Stakeholders Want Additional Guidance

Stakeholders expressed support for the FDA’s approach to interpreting the sameness of gene therapy products, but sought more detail than was provided in the final guidance and noted the need for additional information in the future.

The Biotechnology Innovation Organization said it believes the agency’s framework is drafted in a way that supports development of innovative gene therapy products. However, it requested that FDA clarify that gene editing products are out-of-scope for the guidance and will be subject to case-by-case determinations. The final guidance does not address these products.

BIO said there may not yet be sufficient information to understand all possible circumstances when gene therapies may be differentiated. “Additionally, at present some factors that may ultimately result in substantially different clinical safety and efficacy profiles cannot or have not been measured,” the association stated.

BIO recommended that FDA conduct a public meeting and issue a discussion guide to collect additional information from stakeholders about gene therapy products. It recommended that the discussion guide address the agency’s thinking on what FDA considers will constitute a “principal molecular structural feature;” what factors FDA would consider in “case-by-case” scenarios when two gene therapy products express the same transgene and use vectors in the same viral class; and what FDA considers will constitute additional “regulatory elements” that may differentiate gene therapy products.

The National Organization for Rare Disorders said it hopes that as the science develops, FDA will share its thinking around additional features of the final product that do or do not contribute to sameness. NORD asserted that it is important for FDA to maintain open communications with drug developers and be flexible as new data and understanding of gene therapies emerge.

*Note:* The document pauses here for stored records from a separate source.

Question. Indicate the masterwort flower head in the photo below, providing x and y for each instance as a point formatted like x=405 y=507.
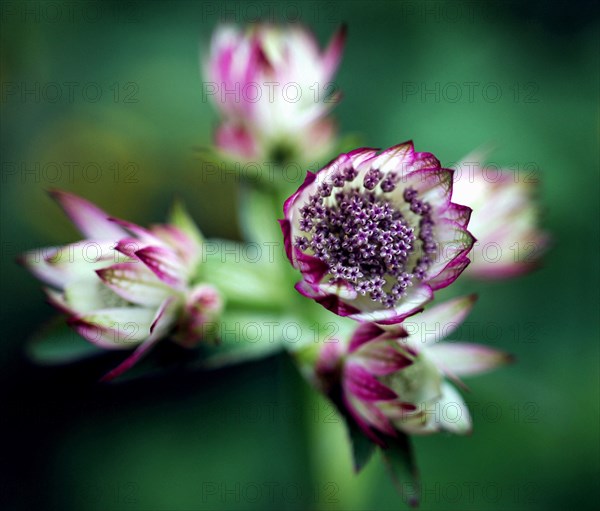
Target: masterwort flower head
x=395 y=378
x=504 y=220
x=272 y=85
x=374 y=235
x=125 y=286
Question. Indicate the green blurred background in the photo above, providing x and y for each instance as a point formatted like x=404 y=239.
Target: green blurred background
x=255 y=436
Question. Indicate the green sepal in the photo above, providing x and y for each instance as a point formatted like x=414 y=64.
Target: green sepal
x=400 y=462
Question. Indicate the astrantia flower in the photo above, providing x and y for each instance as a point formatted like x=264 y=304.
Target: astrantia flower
x=374 y=235
x=391 y=380
x=273 y=87
x=504 y=220
x=125 y=286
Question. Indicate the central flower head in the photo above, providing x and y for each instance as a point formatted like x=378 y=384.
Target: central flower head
x=374 y=235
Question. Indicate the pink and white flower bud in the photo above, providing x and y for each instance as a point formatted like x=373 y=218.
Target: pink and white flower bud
x=124 y=286
x=504 y=219
x=273 y=87
x=395 y=378
x=203 y=307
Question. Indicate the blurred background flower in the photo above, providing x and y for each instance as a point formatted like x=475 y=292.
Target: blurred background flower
x=100 y=95
x=505 y=221
x=274 y=87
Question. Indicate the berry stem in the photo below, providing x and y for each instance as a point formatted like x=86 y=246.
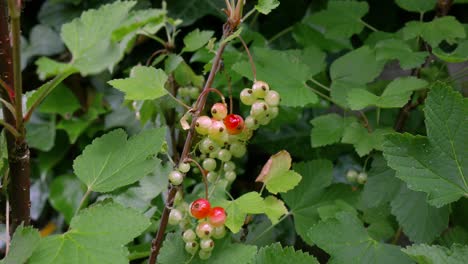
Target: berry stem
x=254 y=70
x=203 y=172
x=157 y=241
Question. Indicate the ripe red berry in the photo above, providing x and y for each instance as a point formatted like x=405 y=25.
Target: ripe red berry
x=217 y=216
x=234 y=124
x=200 y=208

“For example, additional guidance will be necessary on the meaning of ‘minor differences’ in transgenes and vectors. This lack of clarity could affect how sponsors approach their gene therapy development program and impact investments and innovation,” NORD stated. “Therefore, as the agency gains more knowledge and experience, it will be critical for FDA to clearly communicate what constitutes minor differences, how it arrived at this determination, and the process for drug developers to glean this information in order to maximize the incentives afforded to them under the ODA [Orphan Drug Act].”

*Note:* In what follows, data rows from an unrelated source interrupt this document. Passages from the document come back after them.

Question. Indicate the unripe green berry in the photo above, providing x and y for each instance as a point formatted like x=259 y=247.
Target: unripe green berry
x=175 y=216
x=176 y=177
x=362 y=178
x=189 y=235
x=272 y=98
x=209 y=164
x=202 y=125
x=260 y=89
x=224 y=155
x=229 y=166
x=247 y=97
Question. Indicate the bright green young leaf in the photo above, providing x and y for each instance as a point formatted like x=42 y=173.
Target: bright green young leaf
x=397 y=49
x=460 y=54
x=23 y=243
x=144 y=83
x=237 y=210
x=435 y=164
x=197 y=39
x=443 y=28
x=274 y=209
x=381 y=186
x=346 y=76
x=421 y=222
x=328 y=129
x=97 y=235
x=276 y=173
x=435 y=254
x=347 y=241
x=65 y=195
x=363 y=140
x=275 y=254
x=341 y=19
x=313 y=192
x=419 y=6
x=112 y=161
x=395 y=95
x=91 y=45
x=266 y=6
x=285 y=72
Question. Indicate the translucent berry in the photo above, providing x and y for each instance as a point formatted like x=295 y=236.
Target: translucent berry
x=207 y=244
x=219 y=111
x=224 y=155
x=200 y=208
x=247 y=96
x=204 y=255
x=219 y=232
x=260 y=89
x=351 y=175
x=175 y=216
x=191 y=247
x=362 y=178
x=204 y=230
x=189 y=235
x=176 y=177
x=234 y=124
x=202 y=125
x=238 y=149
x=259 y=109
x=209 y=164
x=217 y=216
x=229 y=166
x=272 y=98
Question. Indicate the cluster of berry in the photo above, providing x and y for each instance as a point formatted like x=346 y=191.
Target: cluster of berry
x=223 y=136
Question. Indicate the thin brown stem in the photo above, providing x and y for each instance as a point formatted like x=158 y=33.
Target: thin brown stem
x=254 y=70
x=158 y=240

NORD suggested that FDA use approaches such as an iterative guidance like its COVID-19 guidances, a discussion guide, or a forum to respond to stakeholder questions on sameness over time.

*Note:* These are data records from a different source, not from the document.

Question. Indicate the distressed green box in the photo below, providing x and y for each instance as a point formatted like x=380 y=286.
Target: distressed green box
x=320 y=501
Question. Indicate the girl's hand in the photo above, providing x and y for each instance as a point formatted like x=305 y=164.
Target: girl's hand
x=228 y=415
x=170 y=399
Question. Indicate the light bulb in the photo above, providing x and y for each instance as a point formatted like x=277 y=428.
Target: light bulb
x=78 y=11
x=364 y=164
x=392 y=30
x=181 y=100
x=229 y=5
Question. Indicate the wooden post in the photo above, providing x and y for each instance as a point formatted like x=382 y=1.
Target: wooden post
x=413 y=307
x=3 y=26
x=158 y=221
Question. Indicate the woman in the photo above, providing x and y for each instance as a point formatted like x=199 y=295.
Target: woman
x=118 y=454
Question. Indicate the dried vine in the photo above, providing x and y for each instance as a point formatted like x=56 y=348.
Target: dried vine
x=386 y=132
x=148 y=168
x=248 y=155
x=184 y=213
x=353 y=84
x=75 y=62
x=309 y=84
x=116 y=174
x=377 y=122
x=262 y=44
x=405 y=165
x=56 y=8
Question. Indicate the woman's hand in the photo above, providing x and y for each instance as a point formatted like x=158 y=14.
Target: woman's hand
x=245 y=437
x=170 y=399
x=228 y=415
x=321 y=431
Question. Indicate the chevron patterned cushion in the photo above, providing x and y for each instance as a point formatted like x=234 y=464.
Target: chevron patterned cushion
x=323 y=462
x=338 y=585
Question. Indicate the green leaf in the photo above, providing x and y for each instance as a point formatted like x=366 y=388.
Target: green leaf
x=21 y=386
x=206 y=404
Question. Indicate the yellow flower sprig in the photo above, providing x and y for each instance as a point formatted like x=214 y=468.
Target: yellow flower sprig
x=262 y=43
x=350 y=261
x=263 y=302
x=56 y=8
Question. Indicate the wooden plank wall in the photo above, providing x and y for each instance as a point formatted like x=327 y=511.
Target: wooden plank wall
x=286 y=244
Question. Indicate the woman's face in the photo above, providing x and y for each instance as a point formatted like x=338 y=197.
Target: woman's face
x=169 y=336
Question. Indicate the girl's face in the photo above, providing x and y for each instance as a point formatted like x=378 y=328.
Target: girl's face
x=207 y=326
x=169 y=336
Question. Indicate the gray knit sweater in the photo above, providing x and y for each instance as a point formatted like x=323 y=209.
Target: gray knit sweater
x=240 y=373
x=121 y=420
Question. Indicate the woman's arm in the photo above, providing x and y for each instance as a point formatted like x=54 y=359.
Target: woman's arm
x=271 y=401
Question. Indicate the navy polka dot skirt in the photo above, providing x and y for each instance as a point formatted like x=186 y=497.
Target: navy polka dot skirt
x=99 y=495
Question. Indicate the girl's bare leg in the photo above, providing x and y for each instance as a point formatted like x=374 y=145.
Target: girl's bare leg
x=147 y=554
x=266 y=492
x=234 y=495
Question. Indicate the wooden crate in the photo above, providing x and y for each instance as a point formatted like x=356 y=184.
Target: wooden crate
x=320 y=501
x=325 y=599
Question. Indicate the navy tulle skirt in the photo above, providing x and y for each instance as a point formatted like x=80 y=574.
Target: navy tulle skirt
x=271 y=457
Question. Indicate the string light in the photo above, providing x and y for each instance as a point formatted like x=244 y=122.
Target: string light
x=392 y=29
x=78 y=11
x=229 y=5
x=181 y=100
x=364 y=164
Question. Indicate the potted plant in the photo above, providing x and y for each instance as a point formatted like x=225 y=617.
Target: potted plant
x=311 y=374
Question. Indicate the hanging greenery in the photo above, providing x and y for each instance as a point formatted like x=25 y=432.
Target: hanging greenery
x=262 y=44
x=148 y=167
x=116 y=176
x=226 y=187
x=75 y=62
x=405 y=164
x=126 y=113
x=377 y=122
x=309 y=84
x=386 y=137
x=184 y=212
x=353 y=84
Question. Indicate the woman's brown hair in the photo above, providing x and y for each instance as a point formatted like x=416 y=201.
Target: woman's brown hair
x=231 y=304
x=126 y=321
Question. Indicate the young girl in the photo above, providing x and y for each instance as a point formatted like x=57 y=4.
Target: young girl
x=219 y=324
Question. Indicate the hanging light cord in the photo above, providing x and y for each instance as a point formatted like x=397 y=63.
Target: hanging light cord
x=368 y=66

Some commenters noted the importance of engaging with the agency early in the development process. The agency added a statement in the final guidance advising sponsors to contact the Office of Orphan Products Development if they have questions about orphan drug designation and to contact the Office of Tissues and Advanced Therapies in the Center for Biologics Evaluation and Research (e.g., through an IND amendment requesting advice or through a formal meeting request) if they have questions related to specific gene therapy product development programs.